The other ghosts and I, we can hear hell coming from a long way off. We have time to douse our lights, conceal our faces in cloaks and hoods, transform ourselves into sections of wall, gateposts, tree stumps. Whatever is to hand. Hell speeds by in glass and metal boxes. They burn white hot in front and smoulder bloody red behind. Hammers thump, thump, thump at bass demonic anvils. There are people trapped inside. I would rescue them if I could. But my bucket is not big enough.
After hell has been and gone, leaving only a foul taint of exhaust, we ghosts feel our burdens to be that bit heavier. Yet we go on with our work.
The male frogs, those who are not already getting a free ride on a partner’s back, grasp hold of my finger with wildly overblown protestations of love and fidelity. Their grip is as strong as a hungry lamb’s suck. The lady toads shuggle into the luxury of my warm palm. They have never felt the like. I think I feel them purr.
Into the bucket with them all. No kisses. What if one should turn into a prince or a princess? I couldn’t bear to lose one that way. Better the heron.
At first they squat and glower in the bottom of my bucket, like strangers in a doctor’s waiting room. Then one young frog forgets himself and chirrups. Another. And remembering that life is short all the frogs join in on the chorus. The toads tap their toes and count themselves in on rhythm at the end of a bar. By the time I reach the edge of the pond the whole bucketload is singing.

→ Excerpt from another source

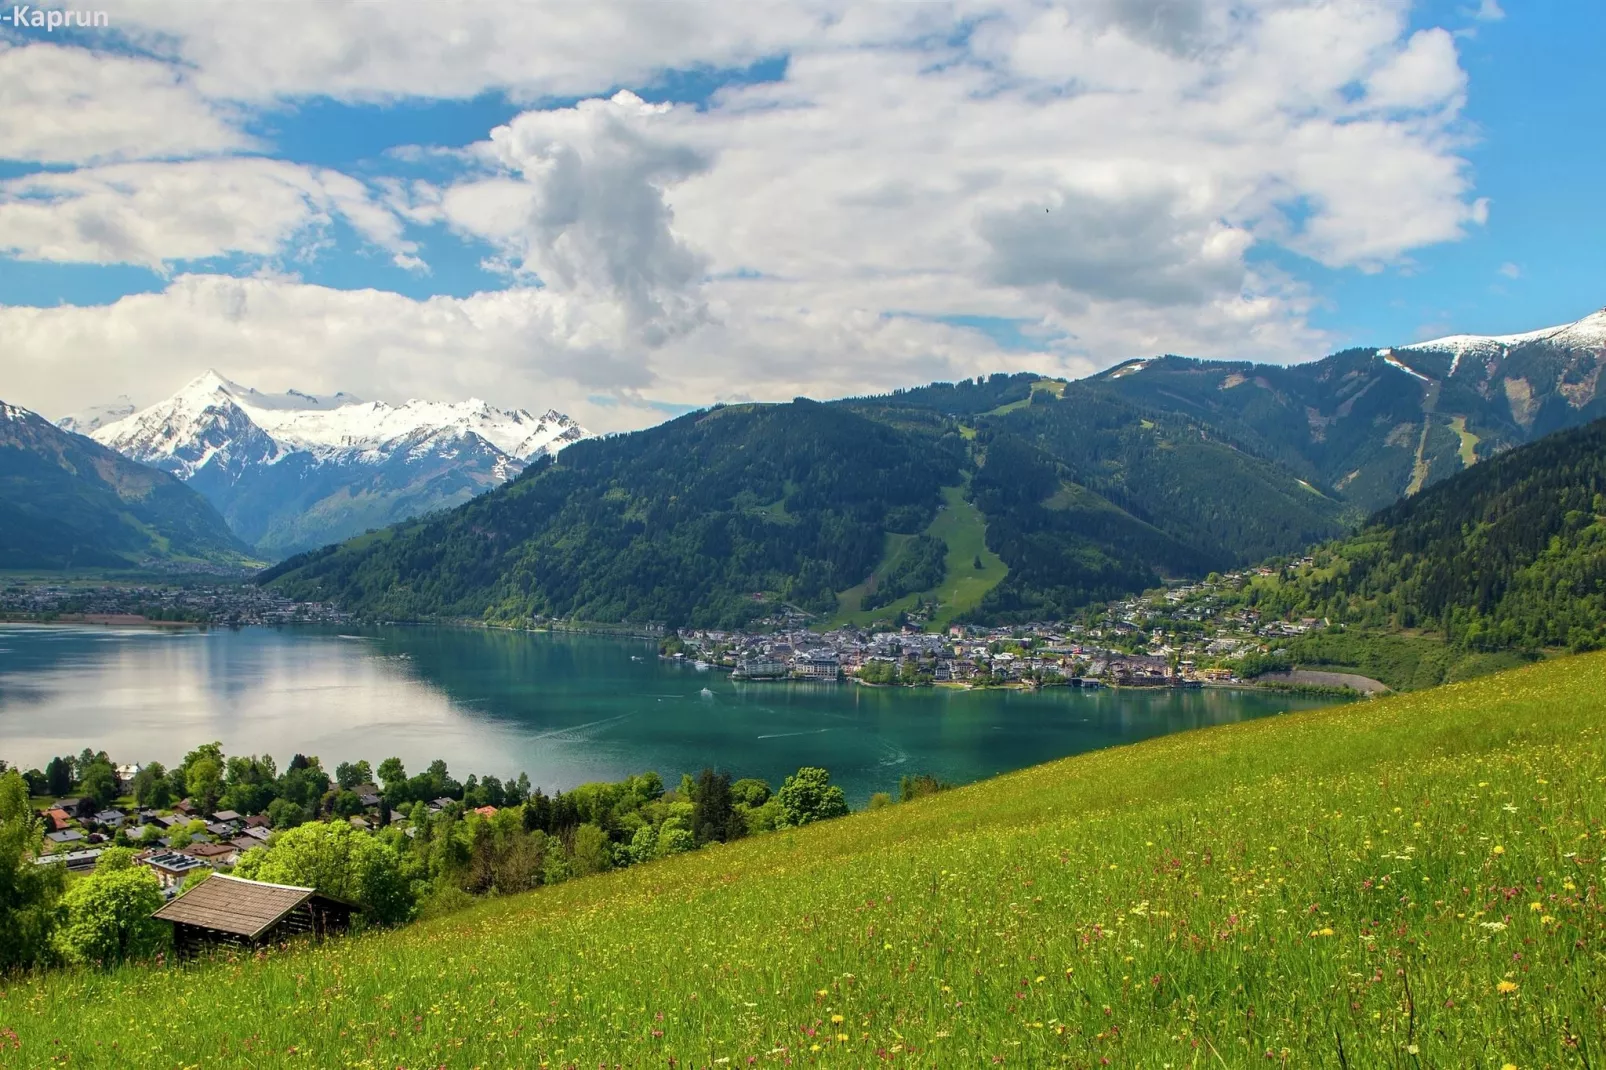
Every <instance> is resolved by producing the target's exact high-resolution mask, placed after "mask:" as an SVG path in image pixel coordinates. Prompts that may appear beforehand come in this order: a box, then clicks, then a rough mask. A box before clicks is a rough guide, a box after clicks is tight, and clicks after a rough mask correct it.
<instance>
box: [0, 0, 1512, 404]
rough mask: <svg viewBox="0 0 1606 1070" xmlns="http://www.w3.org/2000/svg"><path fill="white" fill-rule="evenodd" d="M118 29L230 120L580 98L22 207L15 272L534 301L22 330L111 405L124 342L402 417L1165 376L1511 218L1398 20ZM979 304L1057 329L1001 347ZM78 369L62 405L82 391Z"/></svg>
mask: <svg viewBox="0 0 1606 1070" xmlns="http://www.w3.org/2000/svg"><path fill="white" fill-rule="evenodd" d="M116 2H117V3H122V2H124V0H116ZM116 11H117V14H116V16H114V18H119V19H122V22H119V24H127V26H132V27H135V29H133V31H130V32H132V34H133V35H135V37H140V34H141V32H145V34H148V40H146V43H148V47H149V48H151V50H154V53H156V55H169V56H170V58H172V59H173V63H172V69H173V71H183V76H181V79H180V77H178V76H173V77H175V79H178V80H177V82H175V85H178V87H180V88H181V90H183V92H186V93H190V92H196V93H201V95H202V100H207V101H231V103H233V104H231V106H247V108H263V106H283V104H284V101H294V100H299V98H302V96H308V95H312V96H316V95H329V96H336V98H340V100H369V101H373V100H377V101H384V100H392V98H397V96H411V95H419V96H469V95H474V93H479V92H482V90H485V88H504V90H507V92H511V93H514V95H516V96H517V98H519V100H528V101H538V98H543V96H562V98H570V100H573V98H581V100H580V103H578V104H562V106H543V104H532V106H530V111H525V112H524V114H520V116H517V117H516V119H514V120H511V122H509V124H506V125H504V127H499V129H498V130H495V132H475V133H479V135H480V140H479V141H477V143H475V145H474V146H471V148H469V149H467V151H453V153H451V154H440V153H432V151H430V149H429V146H418V148H416V151H414V153H413V154H411V157H427V159H430V161H432V164H443V162H448V161H456V164H458V165H459V167H461V170H459V174H458V177H456V178H440V175H438V169H434V170H432V174H434V175H435V177H434V178H432V182H419V180H414V178H411V177H408V175H410V174H411V175H416V172H406V170H405V169H402V167H397V170H395V174H381V175H371V174H369V175H365V180H363V182H358V180H357V178H352V177H349V175H339V174H336V172H326V170H316V169H308V167H302V165H294V164H276V167H279V169H283V170H273V169H270V167H268V164H273V161H262V159H247V161H220V159H212V161H190V162H185V164H162V165H156V164H151V165H143V164H141V165H135V164H122V167H130V169H133V170H128V172H116V170H114V169H108V167H92V169H85V170H80V172H72V174H67V175H55V174H51V175H34V177H29V178H22V180H16V182H14V183H10V185H6V186H3V188H0V246H8V247H11V249H13V251H16V254H19V255H29V257H56V259H77V260H95V262H109V260H124V262H137V263H151V265H162V267H167V265H172V263H175V262H178V263H181V262H185V260H193V259H202V257H206V255H217V252H220V251H233V252H246V254H249V255H254V257H262V259H271V257H273V255H281V254H283V252H284V251H292V249H296V247H297V244H300V243H305V241H307V235H308V233H310V231H312V233H315V231H318V228H321V227H326V223H328V220H332V218H345V220H349V222H350V223H352V225H353V227H357V228H358V230H360V231H361V233H363V235H365V238H366V239H368V241H369V243H373V244H376V246H379V247H382V249H387V251H390V252H392V255H393V257H397V259H398V262H408V263H416V260H414V257H418V255H421V254H419V251H418V249H414V247H411V246H410V236H411V230H410V228H414V227H442V228H450V230H453V231H456V233H458V235H463V236H469V238H474V239H480V241H485V243H488V244H490V246H491V249H493V251H495V257H493V262H491V263H490V267H493V268H495V270H499V272H503V273H504V276H506V280H507V284H509V289H507V291H506V292H501V294H479V296H475V297H469V299H445V297H438V299H434V300H429V302H419V300H410V299H405V297H400V296H397V294H379V292H373V291H366V292H365V291H357V292H355V294H349V296H339V294H336V292H334V291H321V289H320V288H305V286H299V284H296V283H294V281H284V280H249V281H238V280H236V281H228V280H217V278H202V276H191V278H185V280H178V281H175V283H173V284H172V286H170V288H169V289H167V291H165V292H162V294H154V296H143V297H130V299H124V300H120V302H116V304H114V305H109V307H106V308H64V310H48V312H37V310H19V308H6V310H3V312H0V329H3V331H6V333H8V334H6V337H8V339H10V337H13V333H16V334H14V336H16V337H22V339H26V344H27V347H29V350H27V352H31V353H39V355H40V360H43V358H45V357H47V355H48V353H50V352H53V349H51V347H58V349H59V350H61V352H63V353H72V357H71V360H72V361H79V363H74V365H72V368H79V370H80V371H82V381H84V382H96V381H98V379H96V378H95V376H93V374H90V371H88V370H90V368H93V365H95V361H96V360H101V361H104V360H108V357H104V353H112V355H116V357H114V358H112V360H122V361H125V363H127V365H128V366H135V365H138V363H140V361H148V363H149V366H151V368H153V370H165V368H169V366H172V368H173V376H172V378H173V381H175V382H177V381H180V379H181V378H183V374H188V373H190V371H191V368H196V366H202V368H204V366H206V365H209V363H220V358H218V355H217V353H218V352H220V347H222V352H238V353H241V360H243V361H260V363H255V365H249V366H246V368H236V366H234V365H228V368H226V371H228V373H230V374H234V376H238V378H241V379H247V381H249V379H251V378H259V379H262V384H263V386H273V384H275V381H276V382H278V384H284V386H299V382H286V379H284V376H278V378H275V376H273V374H257V373H255V371H254V370H260V371H262V373H267V371H270V370H271V368H275V366H281V365H283V366H286V368H292V370H297V374H300V370H305V371H316V370H321V373H320V374H321V376H323V378H321V379H307V378H302V381H304V382H308V384H310V387H316V389H347V390H355V392H358V394H365V392H366V394H369V395H377V397H390V395H395V394H397V392H402V394H406V392H419V394H430V395H435V397H448V395H454V394H463V392H472V394H480V395H490V397H498V398H503V397H504V395H506V394H507V392H514V394H517V392H520V390H527V392H525V394H519V395H517V397H511V398H507V400H514V402H520V403H524V402H527V403H538V405H544V403H564V405H573V408H575V410H577V413H581V415H586V413H588V410H586V405H588V402H586V398H588V397H594V395H602V397H607V398H610V403H609V405H601V406H596V408H594V410H593V411H591V413H589V416H588V419H591V421H593V423H594V424H596V426H599V427H618V426H630V424H631V423H636V424H641V423H649V421H650V419H655V418H657V415H658V411H660V410H658V408H655V403H687V405H700V403H707V402H710V400H716V398H721V397H756V398H785V397H792V395H793V394H814V395H822V397H824V395H840V394H859V392H864V390H872V389H885V387H891V386H901V384H909V382H917V381H922V379H931V378H957V376H968V374H978V373H986V371H996V370H1010V368H1036V370H1042V371H1050V373H1062V374H1082V373H1087V371H1092V370H1094V368H1097V366H1100V365H1108V363H1113V361H1115V360H1121V358H1126V357H1131V355H1147V353H1155V352H1185V353H1195V355H1211V357H1214V355H1222V357H1253V358H1270V360H1298V358H1309V357H1317V355H1320V353H1322V352H1325V349H1327V345H1328V344H1330V342H1333V341H1335V339H1328V337H1327V336H1323V334H1322V333H1319V331H1315V329H1312V328H1310V326H1309V323H1307V313H1309V310H1310V307H1312V304H1314V300H1315V296H1314V294H1310V292H1309V289H1307V288H1306V286H1304V284H1301V283H1299V281H1298V280H1296V278H1290V276H1286V275H1282V273H1278V272H1274V270H1270V268H1267V267H1266V263H1267V259H1266V257H1254V255H1251V249H1254V247H1256V246H1275V247H1282V249H1288V251H1293V252H1296V254H1301V255H1304V257H1309V259H1312V260H1315V262H1319V263H1322V265H1327V267H1328V268H1335V270H1355V268H1359V270H1367V272H1372V270H1383V268H1388V267H1391V265H1399V263H1404V262H1407V260H1408V257H1410V254H1412V251H1415V249H1420V247H1423V246H1428V244H1434V243H1444V241H1455V239H1458V238H1460V236H1463V235H1465V233H1468V230H1471V228H1476V227H1478V225H1481V223H1482V220H1484V218H1486V214H1487V204H1486V202H1484V201H1481V199H1479V198H1478V196H1476V191H1474V186H1473V175H1471V174H1469V170H1468V164H1466V161H1465V157H1463V154H1465V148H1466V141H1465V132H1463V129H1461V120H1460V112H1461V108H1463V101H1465V95H1466V79H1465V74H1463V71H1461V67H1460V59H1458V56H1457V51H1455V42H1453V39H1452V37H1450V35H1449V34H1445V32H1442V31H1437V29H1420V31H1415V32H1413V27H1412V26H1410V22H1408V21H1407V14H1408V11H1407V10H1405V6H1404V5H1392V3H1389V5H1380V3H1375V2H1373V0H1322V2H1315V0H1087V2H1086V3H1060V5H1054V3H1037V2H1034V0H959V2H957V3H922V5H846V3H819V5H816V3H808V2H800V3H785V5H739V6H728V5H719V6H715V5H662V3H642V5H639V6H630V5H589V6H583V5H581V6H575V5H560V6H544V5H536V6H530V5H527V3H517V5H511V3H507V5H503V3H501V0H495V2H491V0H488V2H487V3H482V5H472V6H471V8H461V6H458V8H450V6H438V5H411V3H392V5H357V3H313V2H312V0H307V2H305V3H302V2H299V0H297V2H296V3H286V5H271V6H267V8H265V6H262V5H230V6H228V8H198V6H194V5H191V3H185V2H180V0H173V2H172V3H164V2H159V0H141V2H140V3H138V5H132V6H124V8H116ZM162 50H167V51H165V53H164V51H162ZM782 53H784V55H785V56H787V67H785V77H784V79H782V80H776V82H766V84H756V85H731V87H726V88H723V90H721V92H719V93H716V95H715V96H713V98H711V100H708V101H707V103H705V106H700V108H692V106H676V108H662V106H649V104H644V103H642V101H641V100H639V98H636V96H633V95H630V93H617V95H613V96H612V98H602V96H601V95H602V93H612V92H613V90H615V88H617V87H618V85H636V87H642V85H647V84H649V82H652V80H654V79H655V77H658V74H660V72H662V71H665V69H692V67H729V66H742V64H747V63H752V61H755V59H758V58H763V56H774V55H782ZM217 106H218V104H215V103H214V104H207V108H217ZM217 114H223V112H217ZM220 151H226V149H220ZM400 156H406V154H398V157H400ZM225 164H226V165H238V167H239V170H230V167H225ZM209 167H217V169H218V170H217V172H215V174H210V172H209V170H206V169H209ZM191 169H193V170H191ZM379 169H381V170H382V165H381V167H379ZM209 188H210V190H212V194H209ZM374 190H379V191H381V194H379V196H374V193H373V191H374ZM230 191H233V196H225V194H228V193H230ZM178 204H183V206H185V212H186V214H196V212H199V215H201V218H202V222H188V220H185V218H178V215H180V212H178V209H177V207H173V206H178ZM207 251H212V252H207ZM231 308H238V310H241V312H239V315H238V318H234V320H230V315H231V313H230V310H231ZM265 310H268V312H271V318H270V317H268V313H267V312H265ZM956 317H993V318H999V320H1007V321H1010V323H1017V325H1021V328H1023V329H1025V333H1026V336H1029V337H1031V339H1036V342H1034V344H1033V345H1031V350H1029V352H1025V350H1023V347H1021V345H1020V344H1015V345H1013V347H1012V349H1009V350H1004V349H1001V347H999V344H997V342H996V341H994V339H993V337H989V336H988V334H986V333H983V331H978V329H972V328H965V326H954V325H951V323H946V321H944V320H952V318H956ZM228 325H234V326H233V328H230V326H228ZM241 326H246V328H249V329H247V331H241ZM230 331H233V333H230ZM241 337H249V339H251V341H249V344H247V342H241V341H239V339H241ZM228 339H233V347H231V349H230V345H228V342H226V341H228ZM259 339H262V341H260V342H259ZM96 353H101V357H96ZM376 361H377V363H376ZM47 363H48V361H47ZM222 363H228V361H222ZM178 365H183V368H181V370H180V368H178ZM75 374H79V373H74V374H63V376H59V378H56V379H53V381H50V379H45V378H40V379H34V381H31V382H32V384H34V389H39V390H42V392H48V394H50V395H51V397H53V395H55V394H56V392H59V389H64V387H63V386H61V384H67V382H74V381H75V379H74V376H75ZM151 374H153V376H154V374H157V371H153V373H151ZM286 374H287V373H286ZM310 387H308V389H310ZM119 389H127V387H119ZM119 389H111V387H109V386H106V387H103V389H96V390H95V392H93V395H92V397H84V398H72V400H71V403H67V402H66V400H64V402H63V403H61V405H59V406H58V408H69V406H74V405H77V403H82V402H85V400H96V398H98V397H100V395H101V394H116V392H119ZM18 400H22V402H24V403H27V398H26V397H19V398H18ZM47 408H48V405H47Z"/></svg>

All the ghosts stop and listen. As the bucket sings the clouds part and stars twinkle. Our burdens are not lifted from us. But at least we remember why we carry them.
I love the way you write, David...and have but one request. Might you consider also recording your words (audibly in addition to the legible form)? That way you could read us all to sleep of an evening...frankly one of life's great luxuries (and what marvellous influences your stories would be for dreamers around the whirld).
I do so hope you will gather these together into a book David. Yes, the subject matter is magical, but the way you write about it is breathtaking. Literally. I hesitate to gush because it would embarrass both of us, but oh my gosh!